Dance Africa is really just one piece of a larger movement to teach young African-Americans about their African roots. It has gained strength in the United States over the last 20 years or so.

"For a long time now black scholars and activists have made it very clear that black people need to be linked with their history," says Joyce Joyce, chairwoman of the African-American Studies Department at Philadelphia's Temple University.

Due to the abrupt severing of family and cultural ties caused by slavery, "too many of us have little knowledge of our African heritage," Professor Joyce says. The 16-week Dance Africa program focuses on what was once known as "the Mali empire," the Western African region that includes Mali, Gambia, the Ivory Coast, and Senegal that was once home to most of the Africans forced into slavery.

Important tool

In a tough city neighborhood like Bedford-Stuyvesant - roughly a third of its residents live below the poverty level and about 40 percent did not complete high school - knowledge of the ancient Mali empire is viewed not as an academic luxury but as a tool for lifting consciousness.

Learning about African culture and tradition serves to both help the area's children "build self esteem" and "make their worlds bigger," says Peggy Alston, creative director of the Restoration Corp.

This year the focal point of Dance Africa was a traditional African rite-of-passage ceremony involving 16 neighborhood adolescents.

The boys worked for months with a "council of elders," a group of older men who volunteered to mentor the boys. The boys and elders spent time together eating in African restaurants, visiting museums, and sharing ideas and advice.

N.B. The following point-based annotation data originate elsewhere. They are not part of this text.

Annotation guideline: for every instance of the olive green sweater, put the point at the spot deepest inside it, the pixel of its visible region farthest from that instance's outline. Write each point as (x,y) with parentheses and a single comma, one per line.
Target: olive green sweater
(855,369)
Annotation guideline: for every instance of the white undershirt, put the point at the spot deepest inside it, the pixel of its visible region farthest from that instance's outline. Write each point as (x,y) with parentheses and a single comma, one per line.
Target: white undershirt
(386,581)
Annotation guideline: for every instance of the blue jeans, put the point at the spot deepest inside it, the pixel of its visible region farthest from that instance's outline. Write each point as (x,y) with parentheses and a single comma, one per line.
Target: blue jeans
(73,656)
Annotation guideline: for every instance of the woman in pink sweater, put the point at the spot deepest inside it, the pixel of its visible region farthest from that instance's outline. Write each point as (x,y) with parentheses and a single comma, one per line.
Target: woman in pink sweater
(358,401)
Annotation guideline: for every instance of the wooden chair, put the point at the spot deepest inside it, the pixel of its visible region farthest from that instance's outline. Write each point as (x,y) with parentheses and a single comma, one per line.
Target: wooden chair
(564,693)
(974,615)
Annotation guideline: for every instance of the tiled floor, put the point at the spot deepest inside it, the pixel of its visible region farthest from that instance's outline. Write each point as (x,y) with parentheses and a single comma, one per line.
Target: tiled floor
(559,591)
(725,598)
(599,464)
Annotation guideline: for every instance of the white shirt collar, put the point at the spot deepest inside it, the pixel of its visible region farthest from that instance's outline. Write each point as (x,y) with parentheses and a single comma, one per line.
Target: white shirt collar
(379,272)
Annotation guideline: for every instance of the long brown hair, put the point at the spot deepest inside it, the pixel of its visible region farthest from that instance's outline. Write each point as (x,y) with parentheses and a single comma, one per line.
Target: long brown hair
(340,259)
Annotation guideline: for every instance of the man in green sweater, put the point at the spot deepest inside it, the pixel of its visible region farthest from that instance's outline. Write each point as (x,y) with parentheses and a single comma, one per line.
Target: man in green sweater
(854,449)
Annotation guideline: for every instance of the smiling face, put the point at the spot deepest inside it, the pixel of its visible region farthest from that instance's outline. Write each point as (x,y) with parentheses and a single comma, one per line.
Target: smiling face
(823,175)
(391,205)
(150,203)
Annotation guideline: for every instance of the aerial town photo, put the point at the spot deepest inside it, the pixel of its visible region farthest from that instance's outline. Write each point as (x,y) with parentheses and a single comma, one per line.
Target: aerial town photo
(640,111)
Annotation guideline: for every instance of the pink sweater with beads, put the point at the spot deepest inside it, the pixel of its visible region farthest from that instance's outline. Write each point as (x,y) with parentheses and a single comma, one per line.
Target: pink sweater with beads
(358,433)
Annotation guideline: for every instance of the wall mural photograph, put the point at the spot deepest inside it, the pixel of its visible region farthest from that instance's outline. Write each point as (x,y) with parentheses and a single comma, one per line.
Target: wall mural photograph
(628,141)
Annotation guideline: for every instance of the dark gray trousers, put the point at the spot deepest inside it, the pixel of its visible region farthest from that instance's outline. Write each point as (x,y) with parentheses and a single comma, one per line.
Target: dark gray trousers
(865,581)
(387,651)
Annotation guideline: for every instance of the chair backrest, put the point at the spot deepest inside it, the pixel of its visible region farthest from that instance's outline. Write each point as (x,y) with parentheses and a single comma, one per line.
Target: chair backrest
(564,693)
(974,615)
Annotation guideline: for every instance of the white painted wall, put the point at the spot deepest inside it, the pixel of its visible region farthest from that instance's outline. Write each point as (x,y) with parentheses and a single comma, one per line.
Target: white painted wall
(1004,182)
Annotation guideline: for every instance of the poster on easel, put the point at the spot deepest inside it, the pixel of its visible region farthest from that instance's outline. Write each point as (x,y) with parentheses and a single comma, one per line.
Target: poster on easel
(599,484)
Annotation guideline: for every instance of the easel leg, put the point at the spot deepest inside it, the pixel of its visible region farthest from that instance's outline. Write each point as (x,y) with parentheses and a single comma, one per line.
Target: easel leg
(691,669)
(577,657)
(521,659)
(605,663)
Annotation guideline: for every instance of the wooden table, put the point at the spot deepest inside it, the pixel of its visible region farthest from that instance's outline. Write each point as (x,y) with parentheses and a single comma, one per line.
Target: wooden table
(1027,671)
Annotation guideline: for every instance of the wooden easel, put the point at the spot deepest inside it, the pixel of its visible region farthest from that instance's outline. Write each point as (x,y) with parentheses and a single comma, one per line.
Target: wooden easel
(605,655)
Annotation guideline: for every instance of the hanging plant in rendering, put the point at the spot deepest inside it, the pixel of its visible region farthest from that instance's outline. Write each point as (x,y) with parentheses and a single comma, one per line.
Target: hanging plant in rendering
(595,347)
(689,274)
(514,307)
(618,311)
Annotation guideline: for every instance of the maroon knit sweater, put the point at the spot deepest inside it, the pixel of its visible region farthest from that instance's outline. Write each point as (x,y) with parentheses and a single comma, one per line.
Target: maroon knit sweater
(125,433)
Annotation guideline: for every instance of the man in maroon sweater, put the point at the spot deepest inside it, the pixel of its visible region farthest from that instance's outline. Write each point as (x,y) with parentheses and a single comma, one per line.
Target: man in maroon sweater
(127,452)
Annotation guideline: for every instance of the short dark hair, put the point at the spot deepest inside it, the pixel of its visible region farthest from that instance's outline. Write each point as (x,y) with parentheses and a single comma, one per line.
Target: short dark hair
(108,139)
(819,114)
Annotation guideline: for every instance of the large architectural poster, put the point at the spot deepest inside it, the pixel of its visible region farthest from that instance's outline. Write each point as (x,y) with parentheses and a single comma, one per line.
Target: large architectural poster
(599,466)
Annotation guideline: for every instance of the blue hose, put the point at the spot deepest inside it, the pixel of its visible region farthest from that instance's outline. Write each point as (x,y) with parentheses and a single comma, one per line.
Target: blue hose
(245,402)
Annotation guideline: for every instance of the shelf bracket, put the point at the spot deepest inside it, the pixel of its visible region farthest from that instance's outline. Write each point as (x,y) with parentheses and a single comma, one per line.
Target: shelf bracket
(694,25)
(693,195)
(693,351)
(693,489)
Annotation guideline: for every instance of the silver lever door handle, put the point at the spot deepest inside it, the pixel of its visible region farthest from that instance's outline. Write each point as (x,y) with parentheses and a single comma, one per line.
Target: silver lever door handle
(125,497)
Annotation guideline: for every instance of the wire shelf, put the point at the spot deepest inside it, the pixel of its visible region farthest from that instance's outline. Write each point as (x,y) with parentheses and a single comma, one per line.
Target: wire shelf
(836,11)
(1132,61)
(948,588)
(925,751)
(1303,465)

Jonathan Robinson, a professional dancer and teacher volunteered to serve as an elder because he wanted to extend his sense of family to include his community. "It's important that everybody feel as though they belong, that they're loved," he says. He says he became interested in African culture as a college student, and adds that for many young men that knowledge will add "fuel to the fire of their lives."

Mr. Robinson was "the coolest" of all the mentors, says Sekou Torbert, a young teen who was recently cast as a dancer in the Broadway hit "Bring In 'Da Noise/Bring In 'Da Funk."

"He told us everything real about life," Sekou says. "About women, about our health, how we should take care of ourselves and carry ourselves with respect." As a young African-American, Sekou says he finds "everything about African culture inspiring."

Educator Walter Gholson set up a rite-of-passage program in Chicago as part of a project sponsored by AT&T from 1995 through 1997. He believes the interaction between the elders and the boys is especially important in African-American communities because "as a people we've been cut off from the wisdom of our elders. How can you understand your potential unless you understand the accomplishments of your ancestors?"

The boys and their ceremony were the center of the project this year, but several hundred other boys and girls participated too, with many choosing to learn traditional African dances. They performed these alongside professional African dance troupes at the Brooklyn Academy of Music's annual Dance Africa program last month.

After-school work

But dance is not the whole of the project. In an after-school program called Safe Haven, the children also learn to make African masks, pick up bits of different African languages, study maps, and read up on various African countries.

Although the program is not connected to their schools, and the children earn no academic credit for these activities, many pour remarkable amounts of time and energy into the project.

Ms. Alston proudly shows a visitor file folders full of neatly handwritten reports that some of the children did on places - in Africa and elsewhere - that they would like to visit.

When it comes to learning about Africa, says Alston, the children "soak it up like sponges."